Friday, July 1, 2011

Robert Shaw Festival Part 5 The Sting

This is one of the films from the Seventies that did not make my original project because it was not a summer release. It sure feels like one though, it is breezy, clever and gets by with charm and wit galore. It won the Academy Award for Best Picture, beating out my favorite that year "The Exorcist". If it ultimately deserves that honor or not is really not relevant to this post. I will say that there is nothing to be ashamed of if you love this movie, because in addition to the qualities I mentioned just now, it has Robert Redford, Paul Newman, and our featured star this week Robert Shaw.

Shaw plays Doyle Lonnegan, the gangster the grifters target in the movie for ordering the killing of their friend. This character is despicable from the moment we see him in a half shadowed profile, giving the ambiguous murder warrant for the two con men who took one of his numbers runners. He is a joyless golfer and a grinding businessman,which makes him a bit hard to crack. The research the con artists dig up suggest that ambition is his only flaw and that he might warm to or at least recognize the ambition of another up and comer. Oh, and he cheats at cards. This gives us the lead to follow for the rest of the story as each segment of the narrative is labeled with a title card, "The Hook", "the Set Up", "the Tale", etc. This willingness to cheat at cards give the scam a way to push Lonnegan into behaviors he would otherwise avoid.

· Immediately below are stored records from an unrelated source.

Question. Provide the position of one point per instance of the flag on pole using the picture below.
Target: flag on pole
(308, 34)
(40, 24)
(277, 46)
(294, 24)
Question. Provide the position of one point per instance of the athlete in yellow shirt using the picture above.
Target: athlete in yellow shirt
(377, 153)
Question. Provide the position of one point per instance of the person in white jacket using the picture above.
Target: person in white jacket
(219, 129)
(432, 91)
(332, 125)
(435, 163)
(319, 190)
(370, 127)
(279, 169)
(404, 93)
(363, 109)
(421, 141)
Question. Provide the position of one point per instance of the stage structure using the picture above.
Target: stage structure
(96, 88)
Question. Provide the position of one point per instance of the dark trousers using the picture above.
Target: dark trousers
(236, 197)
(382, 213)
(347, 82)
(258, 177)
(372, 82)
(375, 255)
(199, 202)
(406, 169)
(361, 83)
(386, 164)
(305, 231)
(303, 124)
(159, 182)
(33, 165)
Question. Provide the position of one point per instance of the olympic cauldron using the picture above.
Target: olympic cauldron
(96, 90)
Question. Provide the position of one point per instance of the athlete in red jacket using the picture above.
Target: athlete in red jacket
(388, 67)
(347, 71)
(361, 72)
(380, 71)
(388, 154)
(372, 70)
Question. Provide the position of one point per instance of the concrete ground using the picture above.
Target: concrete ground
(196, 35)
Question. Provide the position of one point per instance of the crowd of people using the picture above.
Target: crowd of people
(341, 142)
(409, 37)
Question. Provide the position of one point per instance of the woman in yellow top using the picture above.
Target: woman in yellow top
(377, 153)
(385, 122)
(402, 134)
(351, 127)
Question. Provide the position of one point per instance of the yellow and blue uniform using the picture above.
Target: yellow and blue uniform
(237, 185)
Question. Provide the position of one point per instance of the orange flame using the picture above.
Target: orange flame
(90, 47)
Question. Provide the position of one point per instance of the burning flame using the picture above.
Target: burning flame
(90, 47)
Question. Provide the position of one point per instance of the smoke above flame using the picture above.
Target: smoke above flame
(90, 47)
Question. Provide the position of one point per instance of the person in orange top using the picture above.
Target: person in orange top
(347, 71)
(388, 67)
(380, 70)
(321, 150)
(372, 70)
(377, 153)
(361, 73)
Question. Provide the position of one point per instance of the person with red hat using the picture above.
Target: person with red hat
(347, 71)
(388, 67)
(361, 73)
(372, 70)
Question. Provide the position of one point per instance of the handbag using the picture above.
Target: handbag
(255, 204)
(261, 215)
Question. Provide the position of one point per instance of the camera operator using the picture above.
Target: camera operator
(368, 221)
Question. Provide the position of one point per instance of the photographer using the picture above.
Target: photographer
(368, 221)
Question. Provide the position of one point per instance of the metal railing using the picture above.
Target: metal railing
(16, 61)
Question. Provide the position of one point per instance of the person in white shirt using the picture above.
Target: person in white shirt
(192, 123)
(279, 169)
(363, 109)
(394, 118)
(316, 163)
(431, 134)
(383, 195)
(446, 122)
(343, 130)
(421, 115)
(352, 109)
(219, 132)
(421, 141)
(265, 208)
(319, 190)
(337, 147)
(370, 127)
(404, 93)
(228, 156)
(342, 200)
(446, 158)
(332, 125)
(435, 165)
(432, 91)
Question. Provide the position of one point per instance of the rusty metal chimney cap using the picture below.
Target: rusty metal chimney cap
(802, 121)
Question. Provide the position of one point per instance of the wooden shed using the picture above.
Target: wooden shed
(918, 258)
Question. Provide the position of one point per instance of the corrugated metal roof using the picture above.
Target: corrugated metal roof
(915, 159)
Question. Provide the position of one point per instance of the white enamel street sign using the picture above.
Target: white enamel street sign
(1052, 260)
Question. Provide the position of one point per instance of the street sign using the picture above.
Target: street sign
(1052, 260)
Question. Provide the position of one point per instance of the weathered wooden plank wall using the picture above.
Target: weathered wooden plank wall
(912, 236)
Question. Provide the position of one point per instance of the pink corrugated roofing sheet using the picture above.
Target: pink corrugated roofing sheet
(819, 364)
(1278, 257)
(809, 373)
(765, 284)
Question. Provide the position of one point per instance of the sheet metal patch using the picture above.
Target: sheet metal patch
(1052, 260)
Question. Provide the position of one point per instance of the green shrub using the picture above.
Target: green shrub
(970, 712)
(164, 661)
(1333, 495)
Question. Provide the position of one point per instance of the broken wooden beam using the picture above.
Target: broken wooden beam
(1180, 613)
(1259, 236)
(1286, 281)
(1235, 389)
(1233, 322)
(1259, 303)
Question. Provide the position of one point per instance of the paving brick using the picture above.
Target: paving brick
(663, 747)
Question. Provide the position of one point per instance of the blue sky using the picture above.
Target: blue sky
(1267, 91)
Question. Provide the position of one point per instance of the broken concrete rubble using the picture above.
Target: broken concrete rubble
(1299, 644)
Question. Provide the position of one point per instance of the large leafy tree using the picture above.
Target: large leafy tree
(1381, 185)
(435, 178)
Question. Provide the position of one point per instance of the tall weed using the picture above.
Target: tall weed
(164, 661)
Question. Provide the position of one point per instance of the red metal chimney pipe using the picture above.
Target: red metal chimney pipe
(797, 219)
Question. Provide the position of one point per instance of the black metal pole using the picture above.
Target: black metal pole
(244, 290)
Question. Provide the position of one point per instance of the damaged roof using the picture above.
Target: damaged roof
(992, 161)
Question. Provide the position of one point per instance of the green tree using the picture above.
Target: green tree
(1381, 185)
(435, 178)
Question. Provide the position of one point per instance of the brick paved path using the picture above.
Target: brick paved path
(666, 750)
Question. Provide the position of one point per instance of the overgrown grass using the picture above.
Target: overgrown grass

The first pivotal sequence with Shaw is on the train to Chicago, in a high stakes poker game. He is a humorless man, playing a game with others, not for the joy of it but as a mechanic, tweeking the engine of his ambition and taking advantage of others. Shaw plays him as a sour mirthless automaton, seeking only the next chance to take someone himself. The most volatile scene he has comes when he expresses to his underling the frustration that he can't call out Gondorf, Newman's character, for being a better cheat than he is. His instinct is to have him killed, but his pride is what calls him back from the rash act and ultimately means he has taken the bait.

You don't get to the top of the rackets by being stupid, and Lonnegan is suspicious all along the way. The con artists are able to exploit that by using his own suspicions as a way of building up their own credibility. They play loose with a couple of his last minute demands and surprises, and allow him to talk himself into everything they ultimately want. Shaw is cheerless in each false victory that gives him confidence. His curt manner with his new partner, reminds us of why we want this Son of a Bitch to go down. When he demands that Redford's character accept a ride from the train station, if I had been Redford's character, my testicles would have crawled up inside me, and my bladder would feel tight. It is clear from the way the character is written and that Shaw plays him, that this is a venomous snake, best to stay away from but to which he must stick to make the sting work.

It seems like Shaw played more villains than heroes in his career. Most of his facial expressions clarify exactly why, he has a cold eyed look that seems pitiless. His voice is often controlled and low key, with just an edge of menace. He did a fine job in this film, but the star of the movie is first the plot, then the two leads, and finally the surprises. It is often said that a movie is only as good as the bad guy is allowed to be. That makes this a pretty good film. Shaw does not overplay it or draw attention to his work. He is loathsome, but not in the showy manner that so many of today's actors (John Travolta, Gary Oldman) seem to be. The closest he comes is at the end when he is frustrated about the outcome of his gamble, but if you lost a bucket load of money you might raise your voice just a bit too.


Nick said...

He is a humorless man, playing a game with others, not for the joy of it but as a mechanic, tweeking the engine of his ambition and taking advantage of others.

I absolutely love your description of his character. It's so spot on I can barely add anything to it.

The one thing I'd like to point out is that most people know Shaw for The Sting and Jaws, yet those were two of his last films before he died. He had a long lucrative career beforehand and personally, I'm working my way back, as I want to see more of the man.

Richard Kirkham said...

If you look around here, you will find several posts on my Robert Shaw film festival. We still have a half dozen films on the shelf that we can go to but I started with six of his best known. A personal favorite is "The Taking of Pelham 123".